# Part 2: Deep Reinforcement Learning

In this part of the assignment you will work on a more challenging control task in the [Lunar Lander environment](https://gymnasium.farama.org/environments/box2d/lunar_lander/). The state space is continuous and we will employ Deep Q-Learning (DQN) using a deep neural network to handle generalizing between states. 

**Learning objectives.** You will:
1. Implement the Deep Q-learning (DQN) algorithm with epsilon greedy action selection
2. Apply DQN to train an agent on a challenging control task with a large (continuous) state space
3. Evaluate the learning curve of average episodic return over training

While it is possible to complete this assignment using CPU compute, it may be slow.

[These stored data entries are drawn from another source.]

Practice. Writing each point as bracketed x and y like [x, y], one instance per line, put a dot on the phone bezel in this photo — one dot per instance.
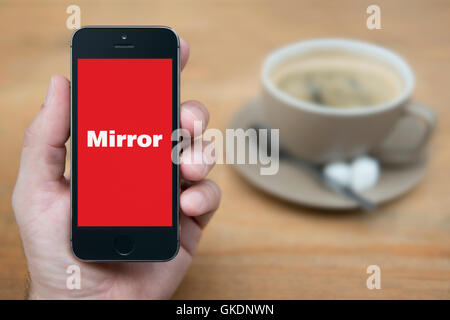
[151, 243]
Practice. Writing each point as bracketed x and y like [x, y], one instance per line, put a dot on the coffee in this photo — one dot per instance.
[338, 79]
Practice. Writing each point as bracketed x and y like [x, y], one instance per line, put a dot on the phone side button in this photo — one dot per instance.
[123, 245]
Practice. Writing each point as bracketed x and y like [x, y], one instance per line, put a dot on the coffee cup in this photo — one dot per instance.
[336, 99]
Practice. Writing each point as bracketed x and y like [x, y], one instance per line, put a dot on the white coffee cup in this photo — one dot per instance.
[323, 134]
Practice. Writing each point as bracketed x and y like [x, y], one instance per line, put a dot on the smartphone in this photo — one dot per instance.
[124, 109]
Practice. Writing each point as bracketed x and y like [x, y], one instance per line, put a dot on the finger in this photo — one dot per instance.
[197, 160]
[184, 48]
[193, 113]
[200, 201]
[44, 153]
[190, 234]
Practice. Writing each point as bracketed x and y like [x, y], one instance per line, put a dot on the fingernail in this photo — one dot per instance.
[197, 201]
[50, 92]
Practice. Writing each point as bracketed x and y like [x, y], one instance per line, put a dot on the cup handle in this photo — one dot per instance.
[396, 156]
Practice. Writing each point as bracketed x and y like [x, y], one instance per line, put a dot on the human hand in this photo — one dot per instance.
[41, 203]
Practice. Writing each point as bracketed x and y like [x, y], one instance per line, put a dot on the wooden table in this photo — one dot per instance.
[257, 246]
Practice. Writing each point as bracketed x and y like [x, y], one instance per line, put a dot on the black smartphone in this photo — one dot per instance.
[124, 109]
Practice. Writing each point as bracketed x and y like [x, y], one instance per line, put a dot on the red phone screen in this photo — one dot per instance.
[124, 142]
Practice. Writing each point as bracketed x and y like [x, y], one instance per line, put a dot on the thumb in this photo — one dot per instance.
[44, 153]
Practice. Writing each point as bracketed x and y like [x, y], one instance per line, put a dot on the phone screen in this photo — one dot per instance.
[124, 142]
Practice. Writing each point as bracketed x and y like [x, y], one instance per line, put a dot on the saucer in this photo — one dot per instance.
[293, 184]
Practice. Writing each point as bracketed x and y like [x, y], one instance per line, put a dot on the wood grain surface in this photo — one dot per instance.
[256, 246]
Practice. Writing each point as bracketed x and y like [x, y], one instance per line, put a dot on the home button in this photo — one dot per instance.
[124, 245]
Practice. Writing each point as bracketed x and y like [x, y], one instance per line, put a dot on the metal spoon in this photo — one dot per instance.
[317, 172]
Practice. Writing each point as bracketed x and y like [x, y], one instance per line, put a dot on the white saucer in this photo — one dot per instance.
[295, 185]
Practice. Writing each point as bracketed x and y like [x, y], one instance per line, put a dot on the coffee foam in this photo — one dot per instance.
[376, 79]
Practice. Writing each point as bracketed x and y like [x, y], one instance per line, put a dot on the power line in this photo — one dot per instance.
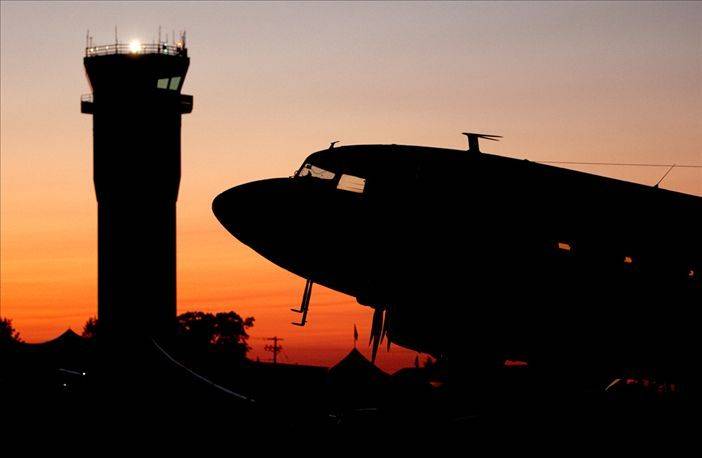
[622, 164]
[275, 348]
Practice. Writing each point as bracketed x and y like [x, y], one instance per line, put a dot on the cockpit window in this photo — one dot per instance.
[351, 183]
[316, 172]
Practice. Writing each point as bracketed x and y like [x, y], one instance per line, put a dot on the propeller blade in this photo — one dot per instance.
[376, 324]
[376, 331]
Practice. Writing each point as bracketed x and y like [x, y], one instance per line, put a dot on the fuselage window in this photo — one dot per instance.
[351, 183]
[175, 82]
[309, 170]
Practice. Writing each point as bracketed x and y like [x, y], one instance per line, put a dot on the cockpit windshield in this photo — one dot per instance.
[315, 172]
[345, 182]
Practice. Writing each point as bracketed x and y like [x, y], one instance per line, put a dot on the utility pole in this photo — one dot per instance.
[275, 348]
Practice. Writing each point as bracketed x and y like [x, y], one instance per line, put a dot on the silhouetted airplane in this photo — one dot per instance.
[478, 258]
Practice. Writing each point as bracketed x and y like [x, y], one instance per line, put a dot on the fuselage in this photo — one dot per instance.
[475, 256]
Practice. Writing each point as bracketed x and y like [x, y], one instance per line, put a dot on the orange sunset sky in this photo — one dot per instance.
[274, 82]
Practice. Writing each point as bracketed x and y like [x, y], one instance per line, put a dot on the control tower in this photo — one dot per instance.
[136, 103]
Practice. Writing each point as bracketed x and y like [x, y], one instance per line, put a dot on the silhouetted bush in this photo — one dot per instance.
[8, 334]
[223, 332]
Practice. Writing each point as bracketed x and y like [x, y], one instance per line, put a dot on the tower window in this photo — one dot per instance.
[175, 82]
[351, 183]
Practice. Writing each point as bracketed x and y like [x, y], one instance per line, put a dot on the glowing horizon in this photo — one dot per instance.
[611, 82]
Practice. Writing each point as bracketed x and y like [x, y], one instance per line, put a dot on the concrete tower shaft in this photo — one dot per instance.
[136, 105]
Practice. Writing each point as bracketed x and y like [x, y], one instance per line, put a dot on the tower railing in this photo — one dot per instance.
[128, 48]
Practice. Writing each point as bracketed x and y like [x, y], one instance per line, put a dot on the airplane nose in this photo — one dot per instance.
[250, 209]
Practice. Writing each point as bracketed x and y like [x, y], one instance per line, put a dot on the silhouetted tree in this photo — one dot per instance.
[221, 332]
[90, 328]
[8, 334]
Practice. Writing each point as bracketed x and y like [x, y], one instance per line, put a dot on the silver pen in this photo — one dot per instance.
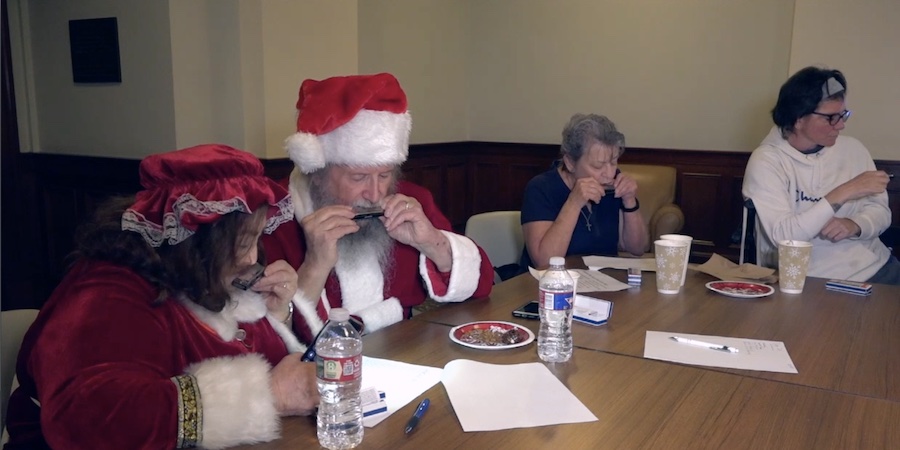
[697, 343]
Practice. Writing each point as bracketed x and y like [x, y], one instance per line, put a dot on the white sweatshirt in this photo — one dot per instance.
[787, 188]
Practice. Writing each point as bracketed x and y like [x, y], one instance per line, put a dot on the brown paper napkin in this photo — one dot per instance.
[723, 269]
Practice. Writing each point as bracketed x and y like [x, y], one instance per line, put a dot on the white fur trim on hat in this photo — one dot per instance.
[236, 400]
[465, 270]
[371, 138]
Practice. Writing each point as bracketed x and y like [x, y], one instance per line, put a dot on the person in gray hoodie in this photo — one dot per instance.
[809, 183]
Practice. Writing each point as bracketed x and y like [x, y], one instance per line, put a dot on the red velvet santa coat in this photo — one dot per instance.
[109, 369]
[381, 299]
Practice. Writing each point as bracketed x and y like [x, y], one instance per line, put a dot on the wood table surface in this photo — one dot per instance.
[838, 342]
[639, 403]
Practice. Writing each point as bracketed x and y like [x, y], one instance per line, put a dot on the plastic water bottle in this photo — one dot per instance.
[339, 373]
[556, 297]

To accelerate your training, consider using GPU resources such as `CUDA` through the CS department cluster. Alternatives include Google colab or local GPU resources for those running on machines with GPU support.

If you were able to run `pip install "gymnasium[all]"` in Part 1 then you may not need to install any additional dependencies to work with the Lunar Lander environment. However, if you were only able to install the base `gymnasium` then you may need to complete the additional installations of `swig` and `box2d` below. The first two commands use `pip` for the package manager, the third uses `conda` if you are using the Anaconda package manager.

In [None]:
pip install swig

In [None]:
pip install box2d-py

In [None]:
conda install -c conda-forge swig box2d-py

You can check that the installation was successful by running the following code. The code attempts to import the gymnasium module, create a [Lunar Lander environment](https://gymnasium.farama.org/environments/box2d/lunar_lander/), and then execute random actions in the environment. 

The environment is set to `render_mode="human"`, meaning you should see a visualization of the environment with the agent taking random actions. Be aware that the visualization can be unstable on some platforms -- in particular, if your Python Kernel crashes after closing the visualization, that will not prevent you from completing the assignment (but is a good indication that you should save your learned Q tables/networks before rendering a visualization so that you don't lose any work).

In [None]:
import gymnasium as gym

# Initialise the environment
env = gym.make("LunarLander-v3", render_mode="human")

# Reset the environment to generate the first observation
observation, info = env.reset()
for _ in range(200):
    # this is where you would insert your policy
    action = env.action_space.sample()

    # step (transition) through the environment with the action
    # receiving the next observation, reward and if the episode has terminated or truncated
    observation, reward, terminated, truncated, info = env.step(action)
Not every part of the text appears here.